Kosovo's government says EU-brokered talks with Serbia will resume in Brussels on April 19 in a last-ditch effort to reach an agreement on normalizing ties seen as key to Serbia and Kosovo's hopes for European integration.
The announcement comes after 14 hours of talks involving Serbian Prime Minister Ivica Dacic, his Kosovar counterpart Hashim Thaci, and EU foreign policy chief Catherine Ashton ended in Brussels on April 18 without a deal.
The stalemate could cast doubt on Serbia's ability to win approval to start European Union membership talks.
It is the latest failure in a long-running European effort to bridge the divide between Serbia and its former territory, which declared independence in 2008.
Serbia reportedly has offered to recognize Pristina's authority over Kosovo's ethnic Serbs if they are granted more autonomy.
Ashton called it "a very long and intensive day" but ultimately disappointing.
"I said last time that this agreement was close, that the differences were narrow but deep," she said as hopes of a deal were dimming. "I can say with real confidence [this time] that the differences are narrow and very shallow."
She stressed that an agreement is still possible in the coming days, however.
"As we prepare for the General Affairs Council on [April 22], where I will make my report, we have some hours left," Ashton said. "I hope in that time, that both delegations will reflect on whether they can take the final steps necessary to finish this agreement and to move their people forward into the future."
Main Sticking Point
The EU has linked Serbian progress toward EU membership to improvements in ties with Kosovo, where a Serbian minority rejects the authority of the ethnic Albanian-led government.
The April 17-18 negotiations came after the EU on April 16 delayed the release of reports assessing Serbia's and Kosovo's readiness to pursue further European integration.
The delay came after Serbia last week rejected an EU-brokered agreement. But Ashton called the leaders back for more talks this week in a bid to secure a deal.
Kosovar Prime Minister Thaci said he had accepted the proposals put forward by Ashton aimed at normalizing relations between the Kosovar government and the small, Serb-populated part of north Kosovo that rejects his government.
"It is important that an agreement can be reached," Thaci said. "It's in the interest of the whole region, it's in the interest of our two countries, and it's in the interest of the European Union."
Prime Minister Dacic said the plan put forward by Ashton was more acceptable to Serbia than earlier proposals. But he criticized the Kosovar Albanian side and said Serbia was prepared to wait until an even more acceptable deal for Serbs emerges.
"But clearly, Pristina is not ready to go to the very end. It is obstructing the talks. It is threatening to solve the issue of northern Kosovo with other methods, expecting it will create nervousness on our side," Dacic said. "We will keep our patience and our common sense in order to pursue the talks so that we can find a solution in the coming days that we believe is acceptable."

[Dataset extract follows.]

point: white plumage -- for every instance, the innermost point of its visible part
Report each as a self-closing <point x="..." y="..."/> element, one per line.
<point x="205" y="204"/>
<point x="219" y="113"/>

Kosovo broke away from Serbia after the 1999 NATO air war that was aimed at halting the killing and expulsion of ethnic Albanian civilians by Serbian forces trying to crush a guerrilla insurgency.
Kosovo's 2008 declaration of independence from Serbia is recognized by 98 countries, including the United States and most EU states.
Serbia, backed by its ally Russia, rejects independence, continuing to regard Kosovo as a Serbian province.